THE EMPORER JONES
Wooster Group
It is appropriate that the piece is a filmic representation and nearly impossible to fix in a staged space. Occasionally we see glimpses of rafters at the edge of a projection screen, but for the most part we are presented with a video performance. Following Baudrillard’s breakdown of the mirror stage’s objectival and spatial points of reference, we are presented, instead, with a screen (literally). There are no anchors for the camera’s perspective. At times Jones’ figure is seen from above, at others, the camera turns to the floor and feet, but, regardless of how the figure spins, the background appears still and fixed in a single perspective.
The distinction between surfaces has been almost completely effaced. Interior blends into exterior and the background advances to press itself against the foreground. Scenically, Jones appears before and within his mansion, passing through blank fields of color, a confusion of distance and dimension that culminates in a jungle that resembles an abstract expressionist painting’s pure surface where shadow and light trade places back and forth. And this is all as much a myth as the mocked decay of the film, its sputterings and scratches recalling an old reel from the colonial period of O’Neill’s text, for this surface is not a surface, but the limitless skies of a blue screen.

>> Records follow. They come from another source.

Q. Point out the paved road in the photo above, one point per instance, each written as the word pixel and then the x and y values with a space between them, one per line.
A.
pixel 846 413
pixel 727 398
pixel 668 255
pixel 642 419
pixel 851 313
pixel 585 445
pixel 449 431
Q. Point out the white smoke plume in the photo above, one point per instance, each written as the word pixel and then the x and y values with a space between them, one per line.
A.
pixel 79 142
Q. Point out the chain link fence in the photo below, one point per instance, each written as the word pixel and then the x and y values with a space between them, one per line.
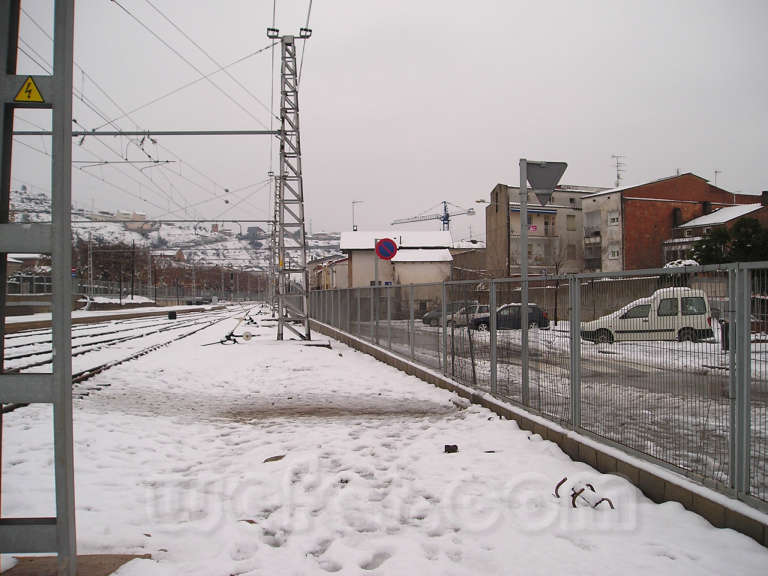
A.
pixel 669 364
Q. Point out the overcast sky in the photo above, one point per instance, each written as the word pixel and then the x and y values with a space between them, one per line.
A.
pixel 405 104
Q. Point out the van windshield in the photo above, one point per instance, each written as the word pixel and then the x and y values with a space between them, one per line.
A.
pixel 692 306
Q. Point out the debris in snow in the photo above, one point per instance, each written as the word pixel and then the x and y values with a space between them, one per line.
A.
pixel 460 403
pixel 579 493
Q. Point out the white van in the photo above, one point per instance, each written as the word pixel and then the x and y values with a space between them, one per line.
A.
pixel 668 314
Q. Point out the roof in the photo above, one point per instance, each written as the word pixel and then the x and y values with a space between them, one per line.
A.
pixel 419 255
pixel 622 188
pixel 366 239
pixel 723 215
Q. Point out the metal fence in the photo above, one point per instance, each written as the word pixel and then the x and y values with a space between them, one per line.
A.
pixel 667 364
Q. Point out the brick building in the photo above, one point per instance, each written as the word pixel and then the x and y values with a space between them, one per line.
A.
pixel 688 233
pixel 555 231
pixel 626 228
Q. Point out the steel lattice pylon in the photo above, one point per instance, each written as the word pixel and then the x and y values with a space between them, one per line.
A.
pixel 293 277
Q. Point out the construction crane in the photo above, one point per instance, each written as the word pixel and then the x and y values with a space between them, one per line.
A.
pixel 444 217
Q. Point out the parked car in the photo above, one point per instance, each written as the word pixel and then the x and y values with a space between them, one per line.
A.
pixel 435 317
pixel 508 318
pixel 464 315
pixel 668 314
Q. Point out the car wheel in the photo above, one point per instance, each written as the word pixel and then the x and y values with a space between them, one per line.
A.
pixel 603 337
pixel 686 335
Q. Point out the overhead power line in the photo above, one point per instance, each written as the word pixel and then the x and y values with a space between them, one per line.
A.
pixel 211 58
pixel 188 62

Smithers floats in between the textures of positive and negative space, his voice similarly obscured and blurred at the edges. His voice seems completely swallowed by the grain and gravel of sound, his vocal presence overshadowing speech like the visual ghost that flits about. Herein, we face an aural superimposition as much as a visual. He is an acousmetre (Michel Chion “The Voice in Cinema”) brought on-screen. Likewise, the insistent rhythm of the drums and their musical counterpart, surround the off-screen space without an anchor point or origin. They play like an unconscious of the film, or of Jones, if we can even separate the two.
Jameson’s pastiche of ethnic stereotypes (none of the characters speak “straight,” but play up their own exaggerated accent) without normative comparison, a “blank parody,” find its most cogent figuration in the transition dance where Smithers mirrors Jones’ choreography. Both are dressed in Asiatic garb, samurai-like accents on kimonos, and the black-faced Volk suddenly appears like strange compilation of ethnographic studies. She is the feminized Black, Asian, Male Other, leaving me to wonder whether her performance supports Baudrillard’s claim of the end of alienation and the Other in the obscene or whether, in fact, she follows Huyssen’s placement of the postmodern in precisely that Otherness. Jones and his/her double, Smithers, dance roughly the same kabuki-style movements. The grainy film recalls those early missionaries of the Lumiere brothers, capturing the first representations of a cultural memory. Scoring this against the repetitive drones of a simple candy-colored electronic sample highlights the staging of a postmodern, postcultural, postglobal fabrication. There is a wonderful moment where Jones leaves the screen and her double continues dancing behind his frame, the mirror stage’s disjunction from the subject-source confirmed in an instant.
It
seems that the audio field offers a rich alternative to the visual field
for many of postmodern theory’s claims. If we, like Sontag, are in
search of erotics of the text, sound’s un-locatable intrusion into the
physical person of the spectator speaks (or calls, groans, roars, etc)
for a possible site of production. Here is the touch of a vibration immersing
the subject and extending him or her across a bridge to its source, tying
one and the other. When the offstage/offscreen sounds wash over the
text of the retreating Jones at the end of his performance, does this mark
the frightening end of O’Neill’s modernist coherence, the end of his mock-sovereign
and the crow(n)ing of a Baudrillardian sovereign, “a state of fascination
and vertigo linked to the obscene delirium of communication”?